Snowflake account configuration & governance¶
| ID | MOD-102 |
| System | SD07 |
| Repo | bank-platform |
| Build status | Deployed |
| Deployed | Yes |
| Last commit | ce48ff1 |
Purpose¶
Provisions and governs the Snowflake account configuration. This is an IaC module — it does not contain Lambda application code. It runs via the bank-platform CI/CD pipeline when configuration changes are merged, and must be fully deployed before any module that reads from or writes to Snowflake can operate.

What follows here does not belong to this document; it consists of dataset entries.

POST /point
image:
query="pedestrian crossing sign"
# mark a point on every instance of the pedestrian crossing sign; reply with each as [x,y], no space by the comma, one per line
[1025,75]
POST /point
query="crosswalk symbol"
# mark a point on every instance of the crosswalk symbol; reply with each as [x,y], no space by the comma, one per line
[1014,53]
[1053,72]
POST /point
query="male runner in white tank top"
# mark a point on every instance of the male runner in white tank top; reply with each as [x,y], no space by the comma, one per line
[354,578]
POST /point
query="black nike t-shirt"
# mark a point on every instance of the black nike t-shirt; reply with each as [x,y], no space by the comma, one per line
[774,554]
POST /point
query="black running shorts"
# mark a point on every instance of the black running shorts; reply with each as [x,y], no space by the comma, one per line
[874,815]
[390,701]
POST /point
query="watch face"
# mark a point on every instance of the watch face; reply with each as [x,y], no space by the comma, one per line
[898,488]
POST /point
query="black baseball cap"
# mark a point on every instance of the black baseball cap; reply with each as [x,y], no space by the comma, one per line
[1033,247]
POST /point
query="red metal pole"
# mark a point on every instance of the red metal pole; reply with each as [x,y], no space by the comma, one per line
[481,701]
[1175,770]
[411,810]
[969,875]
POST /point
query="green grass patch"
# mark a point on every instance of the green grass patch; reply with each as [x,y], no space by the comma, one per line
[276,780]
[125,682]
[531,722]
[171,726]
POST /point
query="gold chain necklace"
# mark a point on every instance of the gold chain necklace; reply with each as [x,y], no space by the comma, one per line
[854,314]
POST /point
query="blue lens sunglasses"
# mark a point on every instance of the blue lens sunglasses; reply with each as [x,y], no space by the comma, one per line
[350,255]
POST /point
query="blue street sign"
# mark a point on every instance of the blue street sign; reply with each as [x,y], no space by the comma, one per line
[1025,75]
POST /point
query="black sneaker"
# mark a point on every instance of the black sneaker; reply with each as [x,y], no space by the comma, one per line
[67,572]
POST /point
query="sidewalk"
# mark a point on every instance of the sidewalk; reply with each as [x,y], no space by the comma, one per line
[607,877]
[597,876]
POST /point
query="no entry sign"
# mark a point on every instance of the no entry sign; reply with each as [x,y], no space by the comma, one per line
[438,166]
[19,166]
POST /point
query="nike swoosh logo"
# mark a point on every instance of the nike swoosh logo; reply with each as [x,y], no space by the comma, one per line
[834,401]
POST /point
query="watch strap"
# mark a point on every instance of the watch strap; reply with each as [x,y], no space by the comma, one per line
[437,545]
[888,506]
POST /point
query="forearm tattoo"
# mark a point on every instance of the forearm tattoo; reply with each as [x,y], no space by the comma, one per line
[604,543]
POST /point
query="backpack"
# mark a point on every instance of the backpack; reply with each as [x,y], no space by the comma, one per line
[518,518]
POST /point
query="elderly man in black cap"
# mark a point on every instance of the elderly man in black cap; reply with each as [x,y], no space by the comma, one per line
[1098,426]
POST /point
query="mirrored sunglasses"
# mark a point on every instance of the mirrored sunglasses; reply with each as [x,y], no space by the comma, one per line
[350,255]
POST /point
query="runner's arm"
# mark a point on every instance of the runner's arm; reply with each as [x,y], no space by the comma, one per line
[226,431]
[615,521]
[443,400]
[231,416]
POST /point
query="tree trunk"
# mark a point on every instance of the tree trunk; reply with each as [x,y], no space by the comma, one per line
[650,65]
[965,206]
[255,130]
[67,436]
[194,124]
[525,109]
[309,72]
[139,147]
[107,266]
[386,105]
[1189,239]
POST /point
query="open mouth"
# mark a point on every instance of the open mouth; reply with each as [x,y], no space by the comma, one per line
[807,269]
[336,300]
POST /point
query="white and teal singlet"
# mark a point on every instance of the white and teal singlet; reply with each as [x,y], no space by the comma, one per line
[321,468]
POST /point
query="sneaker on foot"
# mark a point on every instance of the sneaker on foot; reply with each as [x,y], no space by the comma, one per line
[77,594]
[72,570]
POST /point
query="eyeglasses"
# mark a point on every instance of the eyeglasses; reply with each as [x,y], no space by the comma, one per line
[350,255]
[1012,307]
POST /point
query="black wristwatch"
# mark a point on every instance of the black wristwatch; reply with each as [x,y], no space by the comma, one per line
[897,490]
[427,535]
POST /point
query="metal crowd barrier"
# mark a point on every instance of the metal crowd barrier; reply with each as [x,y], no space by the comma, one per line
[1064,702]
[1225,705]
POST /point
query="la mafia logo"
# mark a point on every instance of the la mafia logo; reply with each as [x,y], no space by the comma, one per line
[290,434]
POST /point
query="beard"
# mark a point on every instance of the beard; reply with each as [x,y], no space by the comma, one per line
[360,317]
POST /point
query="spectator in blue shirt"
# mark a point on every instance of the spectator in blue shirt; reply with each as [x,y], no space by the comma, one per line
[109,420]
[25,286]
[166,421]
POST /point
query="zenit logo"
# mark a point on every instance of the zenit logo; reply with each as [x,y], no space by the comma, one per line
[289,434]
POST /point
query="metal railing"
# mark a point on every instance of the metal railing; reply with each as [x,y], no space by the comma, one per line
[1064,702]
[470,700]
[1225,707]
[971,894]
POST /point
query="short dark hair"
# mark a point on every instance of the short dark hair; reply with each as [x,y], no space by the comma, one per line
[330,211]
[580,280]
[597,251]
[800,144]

This module is the implementation of the decisions in ADR-002 and ADR-035.
Execution pattern¶
All Snowflake configuration is expressed as versioned SQL scripts — no Terraform, no provider state file. Snowflake's native IaC is SQL; every object (warehouse, database, role, integration, masking policy, tag, task) is created and managed via CREATE OR REPLACE / ALTER DDL. Scripts are version-controlled in bank-platform under snowflake/setup/ and applied in order by the CI/CD pipeline.
dbt core handles all data transformation layer DDL (views, dynamic tables, incremental models). The SQL setup scripts cover account-level objects only — warehouses, databases, schemas, roles, integrations, network policy, and tag/masking infrastructure.
Account structure¶
Single Snowflake account for all environments. Environments are namespaced by convention, not by separate accounts. This preserves the ability to use Snowflake's Dynamic Data Masking to control what lower-environment users see when accessing replicated production data.
Database namespace convention¶
| Environment | Core | KYC | AML | Payments | Credit | Risk | Platform |
|---|---|---|---|---|---|---|---|
| prod | BANK_PROD_CORE |
BANK_PROD_KYC |
BANK_PROD_AML |
BANK_PROD_PAYMENTS |
BANK_PROD_CREDIT |
BANK_PROD_RISK |
BANK_PROD_PLATFORM |
| uat | BANK_UAT_CORE |
BANK_UAT_KYC |
BANK_UAT_AML |
… | … | … | … |
| dev | BANK_DEV_CORE |
BANK_DEV_KYC |
BANK_DEV_AML |
… | … | … | … |
Schemas within each database mirror the Neon schema names (e.g. BANK_PROD_CORE contains schemas ACCOUNTS, POSTINGS, TREASURY, CONTEXTS, ASSETS).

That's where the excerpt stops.